I first created a histogram using plot.ly but due to the sheer size this caused performance issues so instead resorted to using a simple matplolib plot. 

Unfortunately neither seems to work in kaggle properly so have run it locall to get the information required for our next steps. 

In [5]:
# Do not run this in Kaggle, not enough resources.
#hist_trace = go.Histogram( x = dataimport['Price'],
#                          name = 'All House Prices',
#                          xbins = dict(
#                          start = 0,
#                          end = 1000000,
#                          size = 100000
#                          ),
#                          marker = dict(
#                          color = '#EB89B5')
#                         )
#histlayout = go.Layout(
#    title='Distribution of All House Prices',
#    xaxis=dict(
#        title='House Price (£)'
#    ),
#    yaxis=dict(
#        title='Count'
#    ),
#    bargap=0.05,
#    bargroupgap=0.1
#)
#histdata = [hist_trace]
#histfig = go.Figure(data=histdata,layout=histlayout)

# In line plot
#iplot(histfig)

# Shows as new file instead
#plot(histfig)

In [6]:
#Alternative Matplotlib histogram that can't be run in Kaggle due to size of data

#plt.hist(dataimport['Price'])
#plt.title('All House Prices Distribution')
#plt.xlabel('House Price (£)')
#plt.ylabel('Count')

#plt.show()

## Remove outliers

I then reduced the data by removing extreme house prices. Those are the ones that are:

- less than £10 Million and,
- greater than £10,000

In [7]:
dataimport['Price'] = dataimport['Price'].astype(str).astype(int)

In [21]:
dataimport3 = dataimport.loc[(dataimport['Price'] < (10000000)) & (dataimport['Price'] > (10000)),]
len(dataimport3)

## Convert ‘Date of Transfer’ to a datetime and then create ‘Year’ column


In [22]:
dataimport3['Date of Transfer'] = pd.to_datetime(dataimport3['Date of Transfer'])

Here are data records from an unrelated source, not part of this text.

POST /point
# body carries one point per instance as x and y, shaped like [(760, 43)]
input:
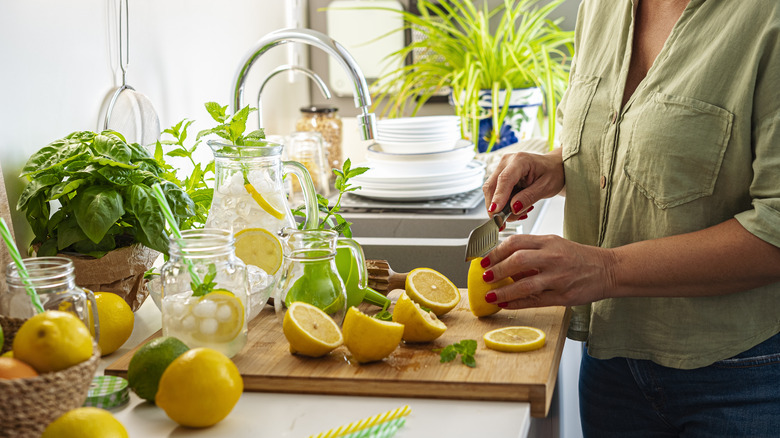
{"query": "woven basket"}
[(27, 406)]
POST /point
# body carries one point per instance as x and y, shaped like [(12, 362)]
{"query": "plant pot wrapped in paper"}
[(107, 221)]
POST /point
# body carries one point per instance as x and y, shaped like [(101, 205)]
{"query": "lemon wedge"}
[(419, 325), (256, 246), (370, 339), (512, 339), (310, 331), (220, 316), (274, 211), (432, 289)]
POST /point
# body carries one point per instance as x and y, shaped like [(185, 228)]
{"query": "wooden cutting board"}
[(413, 370)]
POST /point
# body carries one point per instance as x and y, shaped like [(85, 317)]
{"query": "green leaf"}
[(96, 210)]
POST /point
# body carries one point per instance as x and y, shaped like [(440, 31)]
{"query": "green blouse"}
[(698, 143)]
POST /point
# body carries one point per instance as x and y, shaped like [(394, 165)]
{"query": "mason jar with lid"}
[(326, 121)]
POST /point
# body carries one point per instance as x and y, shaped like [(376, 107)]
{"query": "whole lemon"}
[(53, 341), (199, 388), (149, 363), (85, 423), (477, 289), (116, 321)]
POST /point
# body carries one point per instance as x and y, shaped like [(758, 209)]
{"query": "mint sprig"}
[(466, 348)]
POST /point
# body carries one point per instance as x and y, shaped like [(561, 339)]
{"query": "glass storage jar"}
[(326, 121), (204, 291)]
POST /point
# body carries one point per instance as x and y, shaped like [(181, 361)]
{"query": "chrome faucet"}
[(295, 69), (366, 120)]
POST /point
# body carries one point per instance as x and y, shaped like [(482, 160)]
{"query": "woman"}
[(670, 163)]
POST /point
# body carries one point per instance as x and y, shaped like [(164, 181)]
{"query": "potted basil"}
[(487, 69), (105, 217)]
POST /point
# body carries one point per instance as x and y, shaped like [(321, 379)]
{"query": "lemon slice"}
[(310, 331), (256, 246), (513, 339), (219, 315), (432, 290), (419, 325), (274, 211), (370, 339)]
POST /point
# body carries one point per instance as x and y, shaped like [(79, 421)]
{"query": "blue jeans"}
[(736, 397)]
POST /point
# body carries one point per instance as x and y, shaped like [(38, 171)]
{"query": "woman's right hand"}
[(541, 176)]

dataimport3['Year'] = dataimport3['Date of Transfer'].dt.year

# Final Analysis of Part 1

## Lastly for this part, I create a timeline plot of the number of house sales in each month between 1995 and 2017 in Plot.ly

You can interactive with this using the slider to select specific time frames and have also added some simple annotations to highlight two key events: 1) the 2008 Financial Crash and 2) the 2016 UK EU Referendum.


In [37]:
# Create a list of a day from each month from January 1995 to December 2017
daterange = pd.date_range('1995-01-01','2017-06-30' , freq='1M')
daterange = daterange.union([daterange[-1] ])
daterange = [d.strftime('%d-%m-%Y') for d in daterange]

# Use group by to calculate the number of sales of each month
fulldatafortimeplot = dataimport3.groupby([(dataimport3["Date of Transfer"].dt.year),(dataimport3["Date of Transfer"].dt.month)]).count()
fulldatafortimeplot2 = pd.DataFrame(fulldatafortimeplot['Transaction unique identifier'])
fulldatafortimeplot2['Dates'] = daterange
fulldatafortimeplot2['Dates'] = pd.to_datetime(fulldatafortimeplot2['Dates'], format = '%d-%m-%Y')
fulldatafortimeplot2.columns = ['Count', 'Dates']
fulldatafortimeplot2 = fulldatafortimeplot2

In [38]:
# Plot.ly Timeline plot with range slider
trace_time = go.Scatter(
    x=fulldatafortimeplot2['Dates'],
    y=fulldatafortimeplot2['Count'],
    name = "Number of House Sales",
    line = dict(color = '#7F7F7F'),
    opacity = 0.8)

data_timline = [trace_time]

layout_timeline = go.Layout(
    dict(
    title='Timeline of the Number of House Sales in the UK between 1995 and 2017',
    xaxis=dict(

        rangeslider=dict(),
        type='date'
    ),
    annotations = [
        dict(
        x = datetime.strptime('23-06-2016', '%d-%m-%Y'),
        y = 84927,
        xref = 'x',
        yref = 'y',
        text = 'UK Referendum',
        showarrow = True,
        arrowhead = 7,
        ax = 0,
        ay = -40
        ),
        dict(
        x = datetime.strptime('01-12-2007', '%d-%m-%Y'),
        y = 104283,
        xref = 'x',
        yref = 'y',
        text = 'Financial Crash',
        showarrow = True,
        arrowhead = 7,
        ax = 0,
        ay = -40
        )
    ]

)
)

fig = dict(data=data_timline, layout=layout_timeline)
iplot(fig)

Lastly, we export our data to a new csv so that we can pick this up in the section kernal for this part. We were unable to run the whole process in one kernel due to run time issues.